Based on the collective coaching experience of OKRs.com certified coaches and the founding members of the OKRs Coach Network across hundreds of organizations and thousands of teams, these mantras summarize universal tips for the OKRs coach. We find that following these mantras consistently translates to success with OKRs.
Here are the five mantras we believe you need to know to be an effective OKRs coach. Memorize and incorporate them into your practice and we believe you’re on the path to success!
1 – Less is more.
Define a small set of OKRs. Communication with OKRs is negatively correlated to the number of OKRs. So, the fewer OKRs you have, the better the communication. And, people are more likely to pay attention when they know there is less content to absorb. A small set helps increase focus and makes check-ins more efficient throughout the cycle as well as reminding everyone that not all work needs to be reflected in OKRs. Once upon a time back in the 1990s, organizations defined 5 +/- 2 objectives (i.e. 3-7). Now we advise 2 +/- 1 (i.e. at most 3 objectives per team).
2 – Crawl, walk, run.
Deploy OKRs piecemeal. Begin with pilot teams rather than a full-scale deployment across an entire organization. In the first cycle, emphasize learning about OKRs. Reserve the second cycle to explore how best to scale the program. Niket Desai, who played the OKRs coach role at FlipKart, provided this guidance after deploying OKRs quickly across their entire organization of over 30,000 employees at the time. For more, see the case study in chapter seven of Objectives and Key Results.
3 – Outcomes, not output.
Write key results that mostly reflect outcomes (results) rather than output (amount of work delivered). As an OKRs coach, you ask questions to help your client translate draft key results that often look a list of tasks into effective key results. You guide your client through a series of questions to design effective key results that reflect measurable outcomes. You ask the fundamental task-to-key-result question: “What is the intended outcome of the task?”

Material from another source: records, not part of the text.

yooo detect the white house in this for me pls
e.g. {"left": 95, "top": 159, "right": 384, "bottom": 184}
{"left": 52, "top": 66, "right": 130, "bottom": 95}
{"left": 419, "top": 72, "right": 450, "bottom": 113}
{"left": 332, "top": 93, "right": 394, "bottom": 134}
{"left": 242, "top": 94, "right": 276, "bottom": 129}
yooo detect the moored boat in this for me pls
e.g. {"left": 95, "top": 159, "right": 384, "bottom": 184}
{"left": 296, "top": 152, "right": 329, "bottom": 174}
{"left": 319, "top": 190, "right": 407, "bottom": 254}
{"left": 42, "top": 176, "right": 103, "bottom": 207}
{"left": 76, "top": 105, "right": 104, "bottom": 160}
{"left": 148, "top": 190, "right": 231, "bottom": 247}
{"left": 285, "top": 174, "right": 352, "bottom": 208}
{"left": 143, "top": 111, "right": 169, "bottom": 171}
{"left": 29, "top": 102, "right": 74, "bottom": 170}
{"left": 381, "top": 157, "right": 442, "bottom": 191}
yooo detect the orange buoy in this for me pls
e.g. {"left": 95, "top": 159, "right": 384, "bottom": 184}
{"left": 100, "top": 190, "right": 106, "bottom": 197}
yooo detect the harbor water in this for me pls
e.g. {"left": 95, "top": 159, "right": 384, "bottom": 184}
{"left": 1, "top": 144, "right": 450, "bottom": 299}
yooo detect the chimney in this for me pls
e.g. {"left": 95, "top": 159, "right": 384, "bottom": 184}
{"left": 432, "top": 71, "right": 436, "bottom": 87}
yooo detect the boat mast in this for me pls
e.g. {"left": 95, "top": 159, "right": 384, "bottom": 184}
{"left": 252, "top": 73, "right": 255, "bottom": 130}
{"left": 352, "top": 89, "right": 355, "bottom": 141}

4 – OKRs are not everything.
Write OKRs that reflect the most important areas to make measurable progress rather than attempting to reflect everything you do. Distinguish OKRs from tasks and health metrics. Health metrics are monitored and important to track, but, unlike key results, they are not the focus for near-term improvement. Remember, just because you are measuring a certain metric does not mean that the metric should be included as a key result.
5 – The only way to learn OKRs is to do OKRs.
Allocate most of an OKRs training workshop to drafting your client’s real OKRs rather than discussing theory and presenting OKRs from other organizations. Our clients do not want to see examples of OKRs from other organizations, they want to see their OKRs. As an OKRs coach, you facilitate a process to enable your client to develop their OKRs. This process is what drives learning, not theoretical discussions and examples.